Edit: forgot to respond to the 3d/4d sampling bit.

3d/4d sampling would also only apply to the Sobol-Burley sampler, since PMJ02 can only produce 2D sample sequences (at least, without an expensive minutes-long optimization step).

Although we could compute Owen-scrambled Sobol tables at runtime in place of PMJ02, since it performs the same but has natural extensions to 3d/4d (and can also be generated by the same code, just with a different xor table). But I think that starts to get into a larger discussion of what we want the default sampler to be, and I think some more exploration would probably be valuable before that.

So for the time being, I think just fixing PMJ02 is fine...?

If you want to change some CMJ hashes that would indeed be good to included in this.
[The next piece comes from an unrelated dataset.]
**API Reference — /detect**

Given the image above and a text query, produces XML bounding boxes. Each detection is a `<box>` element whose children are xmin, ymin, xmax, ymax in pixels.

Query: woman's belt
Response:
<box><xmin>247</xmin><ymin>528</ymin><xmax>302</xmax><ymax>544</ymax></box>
I agree that we can do a Sobol-Burley update separately.

  • Remove CMJ hash, and replace its uses with the Hash-Prospector hash.
  • Change the Wang float hash to produce [0.0, 1.0) instead of [0.0, 1.0], to be consistent with the Hash-Prospector hash since its intended as a faster drop-in replacement.

Great! I've taken care of the CMJ hash now. So as long as everything looks good to you, it's ready to land.

One more question about this in kernel/sample/pattern.h. Is it still valid?

ccl_device_inline bool sample_is_even(int pattern, int sample)
{
  if (pattern == SAMPLING_PATTERN_PMJ) {
    /* See Section 10.2.1, "Progressive Multi-Jittered Sample Sequences", Christensen et al.
     * We can use this to get divide sample sequence into two classes for easier variance
     * estimation. */
     return popcount(uint(sample) & 0xaaaaaaaa) & 1;
  }
  else {
    /* TODO(Stefan): Are there reliable ways of dividing CMJ and Sobol into two classes? */
    return sample & 0x1;
  }
}

And can Sobol-Burley be enabled for adaptive sampling?

return popcount(uint(sample) & 0xaaaaaaaa) & 1;

As long as this does what's described in the paper, then it's still valid, yes. It's not immediately obvious to me why that does what the paper describes, but I assume whoever wrote it worked that out. (I did a quick test, and it does appear to yield the pattern from the paper.)

And can Sobol-Burley be enabled for adaptive sampling?

We can do that, but not with the code given. With Sobol (and by extension, Sobol-Burley) my understanding is that you want to use one of the unused dimensions to determine which sample class to put the sample in. For example, if our highest sampling dimension is 2 (as it currently is) then we would use dimension 3 with a n < 0.5 test for the classification. If we move to using 3 or 4 dimensions, then we'd use the 4th or 5th dimension, respectively.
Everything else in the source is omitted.